“May I ask,” said Kate, “what is the suggestion Mr. Purvis has been good enough to repeat?”
“That I should give you this little tract, Miss Dalton,” said Mrs. Ricketts as she drew out a miscellaneous assemblage of articles from a deep pocket, and selected from the mass a small blue-covered pamphlet, bearing the title, “Three Posers for Papists, by M. R.”
“Montague Ricketts,” said Purvis, proudly; “she wrote it herself, and the Pope won't let us into Rome in consequence.
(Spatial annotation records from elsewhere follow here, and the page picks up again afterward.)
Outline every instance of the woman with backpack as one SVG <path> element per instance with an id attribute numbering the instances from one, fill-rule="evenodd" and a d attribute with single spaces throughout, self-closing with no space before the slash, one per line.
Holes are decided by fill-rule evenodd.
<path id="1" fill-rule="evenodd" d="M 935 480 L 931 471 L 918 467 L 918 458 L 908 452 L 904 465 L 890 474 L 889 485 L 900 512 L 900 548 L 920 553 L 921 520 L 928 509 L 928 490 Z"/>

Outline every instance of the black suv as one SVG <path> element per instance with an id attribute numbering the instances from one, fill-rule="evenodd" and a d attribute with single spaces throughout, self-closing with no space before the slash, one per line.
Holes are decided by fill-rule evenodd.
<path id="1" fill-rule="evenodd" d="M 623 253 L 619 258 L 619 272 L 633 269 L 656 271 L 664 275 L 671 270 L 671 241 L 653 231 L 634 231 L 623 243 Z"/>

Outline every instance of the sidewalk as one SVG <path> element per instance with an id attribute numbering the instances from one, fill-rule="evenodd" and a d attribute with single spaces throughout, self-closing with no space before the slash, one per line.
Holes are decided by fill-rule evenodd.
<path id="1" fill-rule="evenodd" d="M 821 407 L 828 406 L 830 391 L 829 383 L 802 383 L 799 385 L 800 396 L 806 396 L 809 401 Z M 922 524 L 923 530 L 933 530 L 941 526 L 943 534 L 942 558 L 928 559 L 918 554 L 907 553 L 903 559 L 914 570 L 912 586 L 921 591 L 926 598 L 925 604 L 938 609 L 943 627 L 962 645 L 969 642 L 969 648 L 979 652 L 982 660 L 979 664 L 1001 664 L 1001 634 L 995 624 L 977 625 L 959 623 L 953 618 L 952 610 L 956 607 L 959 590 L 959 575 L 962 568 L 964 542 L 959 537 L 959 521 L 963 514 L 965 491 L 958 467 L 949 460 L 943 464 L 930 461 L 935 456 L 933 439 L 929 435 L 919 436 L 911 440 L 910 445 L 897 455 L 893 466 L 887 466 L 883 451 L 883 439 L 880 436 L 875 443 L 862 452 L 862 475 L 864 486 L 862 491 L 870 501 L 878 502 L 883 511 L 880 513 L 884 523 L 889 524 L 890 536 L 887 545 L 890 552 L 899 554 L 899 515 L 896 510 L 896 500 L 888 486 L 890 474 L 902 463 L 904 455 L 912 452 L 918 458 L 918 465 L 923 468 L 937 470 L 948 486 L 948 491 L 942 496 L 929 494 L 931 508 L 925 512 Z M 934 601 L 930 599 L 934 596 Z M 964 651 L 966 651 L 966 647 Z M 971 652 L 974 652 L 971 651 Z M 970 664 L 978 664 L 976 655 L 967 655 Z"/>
It 's very droll, too; and the part about the the Vir-gin—”
“You will, I 'm sure, excuse me, madam,” said Kate, “if I beg that this subject be suffered to drop. My thanks for the interest this gentleman and yourself have vouchsafed me will only be more lasting by leaving the impression of them unassociated with anything unpleasing. You were good enough to say that you had a letter for me?”
“A letter from your father, that dear, fond father, who dotes so distractingly upon you, and who really seems to live but to enjoy your triumphs. Martha, where is the letter?”
“I gave it to Scroope, sister.”
“No, you didn't. I never saw—”
“Yes, Scroope, I gave it to you, at the drawing-room fire—”
“Yes, to be sure, and I put it into the ca-ca-ca—”
“Not the candle, I hope,” cried Kate, in terror.